A third trend that has emerged refers to “picking your own tomato.” Consumers are still leery about grocery shopping online, even though market research shows that online grocery sales are increasing. Humans are hard-wired to forage, which may explain why consumers are more comfortable going to the grocery store to “pick their own tomato,” Johnson said.

For food entrepreneurs, this trend tells Johnson that it is also still very risky to have a food business that is strictly online only, unless the entrepreneur has something that’s really functional right now to make it work.

“This is the year traceability became sexy,” Johnson noted of the fourth trend in food business.

A lot of attention has been given to traceability as consumers care more and more about where their food comes from. This makes it critical for food entrepreneurs to provide information to consumers about their product, with social media serving as a good tool to build that relationship between the business and the consumer.

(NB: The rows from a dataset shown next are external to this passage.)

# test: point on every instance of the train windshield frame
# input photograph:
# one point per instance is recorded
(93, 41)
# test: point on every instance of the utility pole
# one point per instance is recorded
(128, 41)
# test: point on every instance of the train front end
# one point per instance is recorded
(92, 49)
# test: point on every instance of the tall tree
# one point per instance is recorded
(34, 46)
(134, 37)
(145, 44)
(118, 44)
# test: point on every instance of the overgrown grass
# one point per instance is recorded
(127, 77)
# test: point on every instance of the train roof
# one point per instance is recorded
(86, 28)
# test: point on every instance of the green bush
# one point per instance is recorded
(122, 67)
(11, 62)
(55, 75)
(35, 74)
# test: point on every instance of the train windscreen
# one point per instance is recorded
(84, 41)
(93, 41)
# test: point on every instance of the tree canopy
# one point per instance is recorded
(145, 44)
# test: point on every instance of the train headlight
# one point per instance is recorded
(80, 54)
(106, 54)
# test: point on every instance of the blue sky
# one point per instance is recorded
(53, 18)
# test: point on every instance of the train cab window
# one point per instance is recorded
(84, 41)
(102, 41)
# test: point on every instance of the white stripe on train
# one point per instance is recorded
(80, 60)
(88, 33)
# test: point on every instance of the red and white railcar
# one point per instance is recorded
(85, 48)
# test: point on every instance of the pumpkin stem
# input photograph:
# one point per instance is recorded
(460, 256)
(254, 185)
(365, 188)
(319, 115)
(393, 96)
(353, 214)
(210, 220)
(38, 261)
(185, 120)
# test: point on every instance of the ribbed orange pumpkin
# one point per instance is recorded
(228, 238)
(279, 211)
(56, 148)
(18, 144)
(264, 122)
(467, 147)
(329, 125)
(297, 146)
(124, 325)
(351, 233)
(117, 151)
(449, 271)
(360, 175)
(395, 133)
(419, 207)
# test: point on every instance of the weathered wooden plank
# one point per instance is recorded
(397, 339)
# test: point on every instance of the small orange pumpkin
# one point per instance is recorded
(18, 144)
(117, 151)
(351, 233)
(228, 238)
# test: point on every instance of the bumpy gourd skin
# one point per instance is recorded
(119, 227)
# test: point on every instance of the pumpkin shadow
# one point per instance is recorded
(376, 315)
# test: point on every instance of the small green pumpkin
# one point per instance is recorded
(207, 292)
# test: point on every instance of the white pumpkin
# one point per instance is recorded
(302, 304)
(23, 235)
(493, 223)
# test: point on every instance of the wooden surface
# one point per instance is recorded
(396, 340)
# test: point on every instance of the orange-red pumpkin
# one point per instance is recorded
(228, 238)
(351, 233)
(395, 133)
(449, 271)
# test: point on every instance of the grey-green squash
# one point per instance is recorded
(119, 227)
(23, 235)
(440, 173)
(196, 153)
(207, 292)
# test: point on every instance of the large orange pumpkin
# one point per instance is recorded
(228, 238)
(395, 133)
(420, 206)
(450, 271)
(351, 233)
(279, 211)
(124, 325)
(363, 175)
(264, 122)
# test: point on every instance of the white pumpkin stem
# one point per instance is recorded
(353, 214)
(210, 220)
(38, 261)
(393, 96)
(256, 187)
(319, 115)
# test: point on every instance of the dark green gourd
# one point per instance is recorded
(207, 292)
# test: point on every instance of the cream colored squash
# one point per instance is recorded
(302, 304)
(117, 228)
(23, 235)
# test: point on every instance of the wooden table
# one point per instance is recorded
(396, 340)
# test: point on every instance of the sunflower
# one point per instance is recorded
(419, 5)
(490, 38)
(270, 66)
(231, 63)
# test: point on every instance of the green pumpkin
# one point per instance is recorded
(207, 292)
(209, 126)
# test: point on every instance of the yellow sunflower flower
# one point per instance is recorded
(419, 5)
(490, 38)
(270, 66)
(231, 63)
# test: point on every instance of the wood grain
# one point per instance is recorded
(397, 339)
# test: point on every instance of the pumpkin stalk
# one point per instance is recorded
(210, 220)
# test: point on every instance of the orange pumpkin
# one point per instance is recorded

The final trend highlighted by Johnson was seeing agriculture as a problem and a solution. Producers are seeing bigger yields but more variability, forcing farmers to diversify to remain resilient. Natural food industries are also looking into carbon sequestration as a solution.

As parting advice for the food entrepreneurs, Johnson said it’s important, more than ever before, to be transparent and build consumer trust. Brands also remain important, she added, and continue to serve as an efficient way to establish a relationship between the producer and the consumer.

In a changing world, entrepreneurs should also want to be part of the solution to the big problems we collectively endure as young consumers are watching and want to see the impact when they spend their money.